Prisons modulaires et régulation carcérale
Côté détenus, Dominique Simonnot rappelle que 30 à 35% d’entre eux souffrent de troubles psychiques graves en raison des conditions de vie dans les prisons. Le ministère de la justice a pourtant lancé en 2018 un plan national de construction de prisons pour 2027 mais actuellement moins d’un tiers des 15 000 places ont été livrées. La chancellerie peine à trouver les terrains et à convaincre les élus sans compter les contraintes environnementales à prendre en compte. Pour compenser, le ministère de la justice prévoit l’ouverture de 3 000 places supplémentaires dans des prisons modulaires, dont la moitié d’ici l’an prochain. Ces établissements moins chers et plus rapides à construire sont destinés à accueillir des détenus en fin de peine ou condamnés pour de courtes durées. Mais pour les syndicats mobilisés aujourd’hui et la contrôleure des lieux de privations de liberté cela ne règlera pas le problème de la surpopulation carcérale.
A l’occasion de cette journée de mobilisation, le syndicat national des directeurs pénitentiaires, le SNDP‑CFDT a également fait entendre sa voix. Son secrétaire général adjoint Jean‑François Fogliarino s’est exprimé chez nos confrères de France info. Il accueille positivement la proposition du garde des Sceaux Gérald Darmanin d’un numerus clausus mais il reste prudent :
« Si ce n’est qu’un numerus clausus sur un établissement pour pouvoir envoyer les personnes détenues dans un autre établissement, on ne fera que décharger le problème sur d’autres. Nous souhaitons un dispositif inscrit dans la loi qui implique, les magistrats, les avocats, la société civile. A partir d’un « seuil de criticité » sur un établissement, c’est à dire à partir du moment où l’établissement ne fonctionne pas bien, il faut que l’on puisse trouver des solutions sous le contrôle de l’administration pénitentiaire. Il existe la détention sous surveillance électronique, les placements extérieurs, les placements en semi-liberté, tout se passe sous le contrôle de l’administration pénitentiaire ».

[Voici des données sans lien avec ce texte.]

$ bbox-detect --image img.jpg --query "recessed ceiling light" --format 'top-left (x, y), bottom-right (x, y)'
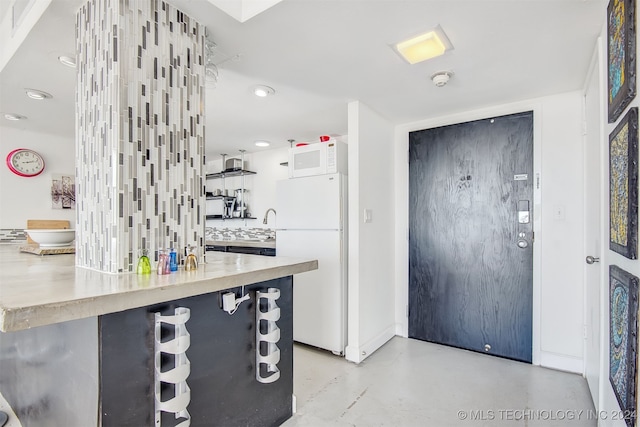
top-left (394, 26), bottom-right (453, 65)
top-left (3, 113), bottom-right (27, 121)
top-left (58, 55), bottom-right (76, 68)
top-left (25, 89), bottom-right (53, 101)
top-left (253, 85), bottom-right (276, 98)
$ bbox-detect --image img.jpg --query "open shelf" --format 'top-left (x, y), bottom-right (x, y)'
top-left (207, 169), bottom-right (256, 179)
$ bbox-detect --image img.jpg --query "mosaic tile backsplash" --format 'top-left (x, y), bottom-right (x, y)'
top-left (76, 0), bottom-right (205, 273)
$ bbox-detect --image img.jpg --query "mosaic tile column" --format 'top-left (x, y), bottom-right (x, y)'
top-left (76, 0), bottom-right (205, 273)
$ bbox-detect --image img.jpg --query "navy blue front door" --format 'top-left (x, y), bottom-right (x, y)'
top-left (409, 112), bottom-right (534, 362)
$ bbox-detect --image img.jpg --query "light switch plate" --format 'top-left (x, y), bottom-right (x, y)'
top-left (364, 209), bottom-right (373, 224)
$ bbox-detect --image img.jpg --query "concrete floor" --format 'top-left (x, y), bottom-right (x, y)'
top-left (283, 337), bottom-right (597, 427)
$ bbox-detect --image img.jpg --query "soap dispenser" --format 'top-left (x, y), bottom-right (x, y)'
top-left (136, 249), bottom-right (151, 274)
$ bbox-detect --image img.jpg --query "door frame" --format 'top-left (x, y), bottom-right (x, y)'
top-left (394, 101), bottom-right (542, 365)
top-left (583, 37), bottom-right (610, 411)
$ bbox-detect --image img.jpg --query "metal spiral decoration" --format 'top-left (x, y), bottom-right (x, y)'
top-left (154, 307), bottom-right (191, 427)
top-left (256, 288), bottom-right (280, 384)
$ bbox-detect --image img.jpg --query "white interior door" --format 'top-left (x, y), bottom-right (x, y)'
top-left (584, 41), bottom-right (604, 410)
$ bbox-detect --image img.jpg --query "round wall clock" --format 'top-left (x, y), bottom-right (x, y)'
top-left (7, 148), bottom-right (44, 177)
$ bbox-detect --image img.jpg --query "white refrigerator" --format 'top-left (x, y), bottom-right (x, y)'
top-left (276, 174), bottom-right (347, 355)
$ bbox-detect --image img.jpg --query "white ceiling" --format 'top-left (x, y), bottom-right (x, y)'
top-left (0, 0), bottom-right (607, 158)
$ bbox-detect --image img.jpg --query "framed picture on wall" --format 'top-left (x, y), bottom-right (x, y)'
top-left (609, 107), bottom-right (638, 259)
top-left (609, 265), bottom-right (638, 427)
top-left (607, 0), bottom-right (636, 123)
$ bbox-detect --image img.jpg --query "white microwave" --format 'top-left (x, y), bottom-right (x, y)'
top-left (289, 139), bottom-right (347, 178)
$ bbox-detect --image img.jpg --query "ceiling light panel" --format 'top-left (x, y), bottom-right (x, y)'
top-left (25, 89), bottom-right (53, 101)
top-left (253, 85), bottom-right (276, 98)
top-left (58, 55), bottom-right (76, 68)
top-left (394, 26), bottom-right (453, 65)
top-left (3, 113), bottom-right (27, 121)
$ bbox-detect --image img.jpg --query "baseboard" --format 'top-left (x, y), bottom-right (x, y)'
top-left (344, 324), bottom-right (396, 363)
top-left (540, 351), bottom-right (584, 375)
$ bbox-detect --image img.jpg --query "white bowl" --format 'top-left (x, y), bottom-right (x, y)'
top-left (25, 229), bottom-right (76, 248)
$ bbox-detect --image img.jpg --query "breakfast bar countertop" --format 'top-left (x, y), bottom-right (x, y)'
top-left (206, 239), bottom-right (276, 249)
top-left (0, 245), bottom-right (318, 332)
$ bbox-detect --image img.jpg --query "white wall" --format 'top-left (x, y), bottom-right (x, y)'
top-left (394, 91), bottom-right (583, 373)
top-left (0, 127), bottom-right (76, 228)
top-left (206, 147), bottom-right (289, 229)
top-left (345, 101), bottom-right (395, 363)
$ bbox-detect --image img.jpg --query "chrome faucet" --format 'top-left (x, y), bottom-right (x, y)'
top-left (262, 208), bottom-right (276, 224)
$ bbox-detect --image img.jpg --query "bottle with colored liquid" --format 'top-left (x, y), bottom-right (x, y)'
top-left (157, 249), bottom-right (169, 274)
top-left (184, 245), bottom-right (198, 271)
top-left (136, 249), bottom-right (151, 274)
top-left (169, 248), bottom-right (178, 273)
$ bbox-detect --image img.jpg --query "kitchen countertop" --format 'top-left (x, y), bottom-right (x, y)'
top-left (205, 239), bottom-right (276, 249)
top-left (0, 245), bottom-right (318, 332)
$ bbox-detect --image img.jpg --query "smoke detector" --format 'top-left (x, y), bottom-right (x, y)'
top-left (431, 71), bottom-right (453, 87)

Une proposition de loi sur ce système de régulation carcérale du député Florent Boudié, proche du ministre de la justice a été déposée il y a quelques semaines à l’Assemblée nationale. La route est encore longue tant l’agenda parlementaire est chargé. Le travail parlementaire nécessitera aussi de lever les tabous idéologiques autour de ces sorties anticipées.